Se arrastraron de vuelta al refugio entre los árboles. Dubauer no estaba donde lo habían dejado.

—Oh, señor —suspiró Cordelia, dándose la vuelta y escrutando el bosque en todas direcciones—. ¿Por dónde se ha ido?

—No puede haber llegado muy lejos —la tranquilizó Vorkosigan, aunque también él parecía preocupado.

Cada uno trazó un círculo de un centenar de metros en el bosque. ¡Idiota!, se castigó furiosamente Cordelia, llena de pánico. Tuviste que ir a mirar… Se reunieron en el punto original sin ver ninguna marca que hubiera dejado el alférez errante.

—Mire, ahora no tenemos tiempo para buscarlo —dijo Vorkosigan—. En cuanto haya recuperado el mando, enviaré a una patrulla en su busca. Con rastreadores adecuados, darán con él más rápido que nosotros.

Cordelia pensó en carnívoros, acantilados, lagos profundos, patrullas barrayaresas de gatillo fácil.

—Hemos llegado tan lejos… —empezó a decir.

—Y si no recupero el mando pronto, ninguno de ustedes sobrevivirá de todas formas.

Dolorida, pero obedeciendo a la razón, Cordelia permitió que Vorkosigan la tomara del brazo. Tras apoyarse levemente en ella, se abrió camino por el bosque. Cuando se acercaron al campamento barrayarés, se llevó un grueso dedo a los labios.

—Avance lo más silenciosamente que pueda. No he llegado hasta aquí para que me dispare uno de mis propios hombres. Ah. Tiéndase aquí.

La depositó en un lugar tras unos troncos caídos y vegetación alta, desde donde podían dominar un sendero entre los matorrales.

—¿No va a ir a llamar a la puerta?

—No.

—¿Por qué no, si su Gottyan le es fiel?

—Porque sucede algo raro. No sé por qué esta partida de desembarco está aquí.

Vorkosigan meditó un instante, luego le entregó el aturdidor.

—Si tiene que usar un arma, será mejor que sea una que pueda manejar. Todavía le queda un poco de carga: uno o dos disparos. Este sendero corre entre los puestos de los centinelas y, tarde o temprano, por aquí vendrá alguien. Mantenga la cabeza baja hasta que yo la llame.

Aflojó el cuchillo en su vaina y se ocultó al otro lado del sendero. Esperaron un cuarto de hora, luego otro. El bosquecillo dormitaba bajo el aire cálido, suave y blanco.

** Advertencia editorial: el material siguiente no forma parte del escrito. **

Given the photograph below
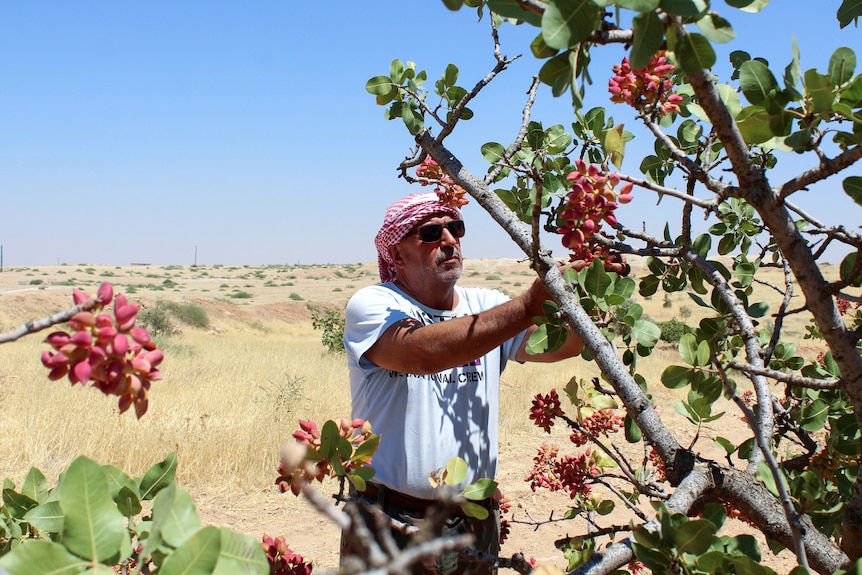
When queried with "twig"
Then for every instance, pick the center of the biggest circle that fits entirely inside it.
(763, 442)
(34, 326)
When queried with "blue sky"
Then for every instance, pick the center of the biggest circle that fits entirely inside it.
(152, 131)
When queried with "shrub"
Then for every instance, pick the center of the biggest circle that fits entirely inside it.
(331, 322)
(157, 321)
(190, 314)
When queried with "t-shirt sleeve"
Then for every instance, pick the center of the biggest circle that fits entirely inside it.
(370, 312)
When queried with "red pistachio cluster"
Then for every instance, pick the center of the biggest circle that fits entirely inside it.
(658, 464)
(591, 201)
(119, 358)
(600, 423)
(645, 88)
(450, 193)
(572, 474)
(545, 408)
(296, 467)
(283, 561)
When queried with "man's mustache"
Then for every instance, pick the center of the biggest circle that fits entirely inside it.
(447, 253)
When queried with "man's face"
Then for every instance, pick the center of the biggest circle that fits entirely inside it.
(434, 257)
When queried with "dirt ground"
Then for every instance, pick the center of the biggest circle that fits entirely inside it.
(288, 294)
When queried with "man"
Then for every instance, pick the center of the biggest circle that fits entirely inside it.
(425, 357)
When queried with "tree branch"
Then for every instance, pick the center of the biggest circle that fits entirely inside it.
(37, 325)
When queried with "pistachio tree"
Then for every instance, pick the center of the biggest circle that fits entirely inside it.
(716, 144)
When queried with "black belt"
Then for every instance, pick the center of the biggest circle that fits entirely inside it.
(385, 496)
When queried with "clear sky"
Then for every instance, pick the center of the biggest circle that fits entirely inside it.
(241, 132)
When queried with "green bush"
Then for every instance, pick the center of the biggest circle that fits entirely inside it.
(159, 319)
(671, 330)
(100, 518)
(190, 314)
(331, 322)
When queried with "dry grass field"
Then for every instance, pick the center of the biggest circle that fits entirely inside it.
(234, 389)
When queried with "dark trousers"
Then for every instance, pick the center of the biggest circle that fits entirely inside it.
(411, 511)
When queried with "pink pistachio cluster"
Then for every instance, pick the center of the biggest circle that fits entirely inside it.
(572, 474)
(544, 409)
(294, 471)
(600, 423)
(592, 200)
(647, 87)
(119, 358)
(283, 561)
(658, 464)
(450, 193)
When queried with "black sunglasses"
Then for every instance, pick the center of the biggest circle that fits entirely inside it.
(430, 233)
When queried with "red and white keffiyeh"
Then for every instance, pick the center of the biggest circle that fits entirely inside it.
(400, 219)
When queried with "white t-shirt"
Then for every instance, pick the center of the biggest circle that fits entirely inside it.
(425, 420)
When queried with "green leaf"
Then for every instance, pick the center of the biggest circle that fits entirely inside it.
(646, 333)
(846, 269)
(182, 520)
(197, 556)
(684, 8)
(566, 24)
(514, 9)
(412, 120)
(764, 474)
(647, 38)
(241, 554)
(813, 416)
(633, 431)
(702, 244)
(557, 139)
(366, 449)
(538, 341)
(597, 280)
(158, 477)
(716, 28)
(481, 490)
(688, 348)
(456, 471)
(756, 81)
(36, 486)
(842, 64)
(127, 501)
(17, 504)
(695, 53)
(38, 556)
(93, 527)
(853, 187)
(753, 124)
(638, 5)
(676, 376)
(47, 517)
(471, 509)
(118, 479)
(726, 444)
(819, 91)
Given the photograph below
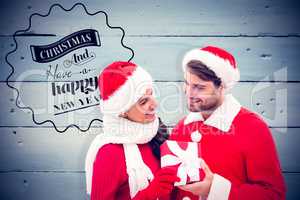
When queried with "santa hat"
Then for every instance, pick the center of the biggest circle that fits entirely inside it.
(121, 84)
(217, 60)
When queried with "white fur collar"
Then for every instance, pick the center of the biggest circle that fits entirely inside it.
(128, 132)
(221, 118)
(122, 131)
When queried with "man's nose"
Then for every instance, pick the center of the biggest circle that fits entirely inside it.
(189, 92)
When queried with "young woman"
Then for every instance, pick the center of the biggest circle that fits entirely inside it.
(123, 162)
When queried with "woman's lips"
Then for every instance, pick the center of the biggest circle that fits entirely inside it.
(150, 116)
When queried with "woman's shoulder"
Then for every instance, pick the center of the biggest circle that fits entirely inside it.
(111, 152)
(111, 149)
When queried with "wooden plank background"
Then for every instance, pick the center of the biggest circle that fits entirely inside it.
(264, 36)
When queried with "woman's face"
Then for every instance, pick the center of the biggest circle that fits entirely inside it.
(143, 111)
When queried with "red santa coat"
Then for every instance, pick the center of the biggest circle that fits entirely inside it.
(110, 179)
(238, 147)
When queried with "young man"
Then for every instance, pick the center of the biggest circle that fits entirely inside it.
(239, 156)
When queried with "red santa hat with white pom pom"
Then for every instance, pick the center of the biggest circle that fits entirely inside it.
(121, 84)
(217, 60)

Entonces oyeron en el sendero el sonido de botas pisando la capa de hojas. Cordelia se quedó inmóvil, tratando de ver por entre los matorrales sin alzar la cabeza. Una forma alta, vestida con el maravilloso y efectivo uniforme de camuflaje de Barrayar se convirtió en un oficial de pelo gris. Cuando pasaba, Vorkosigan se levantó de su escondite, como si hubiera resucitado.

—Korabik —dijo en voz baja, pero con sincero afecto. Permaneció de pie, sonriente, cruzado de brazos, esperando.

Gottyan se giró, desenfundando con una mano el disruptor neural de su cadera. Un segundo después, una expresión de sorpresa asomó a su rostro.

—¡Aral! La partida de aterrizaje informó de que los betanos le habían matado.

Y dio un paso, no adelante, como Cordelia había esperado por el tono de voz de Vorkosigan, sino atrás. Todavía sostenía en la mano el disruptor, como si se hubiera olvidado de guardarlo, pero lo empuñaba con fuerza. El estómago de Cordelia se encogió.

Vorkosigan parecía levemente aturdido, como decepcionado por la fría y controlada recepción.

—Me alegro de saber que no eres supersticioso —bromeó.

—Sé bien que no lo podía dar por muerto hasta que lo hubiera visto enterrado con una estaca en el corazón —dijo Gottyan, tristemente irónico.

—¿Qué ocurre, Korabik? —preguntó Vorkosigan suavemente—. No eres ningún lameculos del Ministerio.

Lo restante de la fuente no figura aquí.